(Rome) L’Italie a dépassé la barre des 60 000 morts liés à la COVID-19, selon le dernier bilan officiel publié dimanche.

Agence France-Presse

Depuis le début de la pandémie, la péninsule, premier pays européen frappé durement par la première vague du virus, a enregistré 1 728 878 cas, dont 60 078 morts, selon le bilan du ministère de la Santé.  

En dépit de toutes les mesures prises par le gouvernement pour endiguer les contagions et traiter les malades, le bilan quotidien continue d’être en moyenne de 700 décès. Jeudi, un nombre record de 993 morts a été déploré, le chiffre le plus élevé depuis le début de l’épidémie.
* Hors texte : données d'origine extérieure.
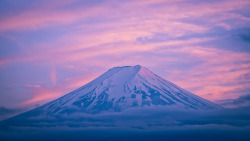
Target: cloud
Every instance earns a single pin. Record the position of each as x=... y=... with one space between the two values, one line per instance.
x=138 y=124
x=241 y=101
Avec un décès pour 1000 habitants, l’Italie affiche l’un des plus mauvais bilans d’Europe et du monde. Son taux de mortalité (nombre de morts par rapport au nombre de cas) s’élève à 3,47 %. Seule la Grande-Bretagne fait pire en Europe avec 3,55 %. L’Espagne et la France font mieux avec respectivement 2,75 % et 2,35 %.

Les décès continuent donc d’augmenter en Italie, avec ces sept derniers jours 5174 morts comptabilisés, soit 1,8 % de plus que la semaine précédente (5081), selon les calculs de l’AFP. Le pays s’approche du record de sa pire semaine, lorsque du 27 mars au 2 avril, 5750 morts avaient été recensés en sept jours par les autorités.

Toutefois, le nombre de cas détectés ces sept derniers jours (143 700) a diminué de 18,5 % par rapport à la semaine précédente (176 310). Le pays avait enregistré sa pire semaine, en nombre de cas recensés, du 10 au 16 novembre, avec 245 508 contaminations annoncées.

Le ministre de la Santé Roberto Speranza a mis en garde contre tout relâchement lors des fêtes de fin d’année : « Si nous baissons la garde, nous risquons de nous retrouver en janvier-février avec une nouvelle recrudescence » des contagions, « et cela, nous ne pouvons pas nous le permettre », a-t-il déclaré sur la chaîne d’information SkyTG24.

Le premier ministre Giuseppe Conte a d’ailleurs détaillé jeudi toute une batterie de mesures de restriction qui seront mises en œuvre pour la période de Noël. Il a notamment annoncé l’interdiction des déplacements entre régions à partir du 21 décembre et jusqu’au 6 janvier, y compris pour les Italiens désireux de se rendre dans leur résidence secondaire. Déplacement également impossible d’une commune à l’autre les 25 et 26 décembre et le 1er janvier.

Le couvre-feu à partir de 22 h à 5 h reste en vigueur (jusqu’à 7 h dans la nuit du Nouvel An).

Enfin, les pistes de ski et remontées mécaniques ne pourront rouvrir qu’à partir du 7 janvier.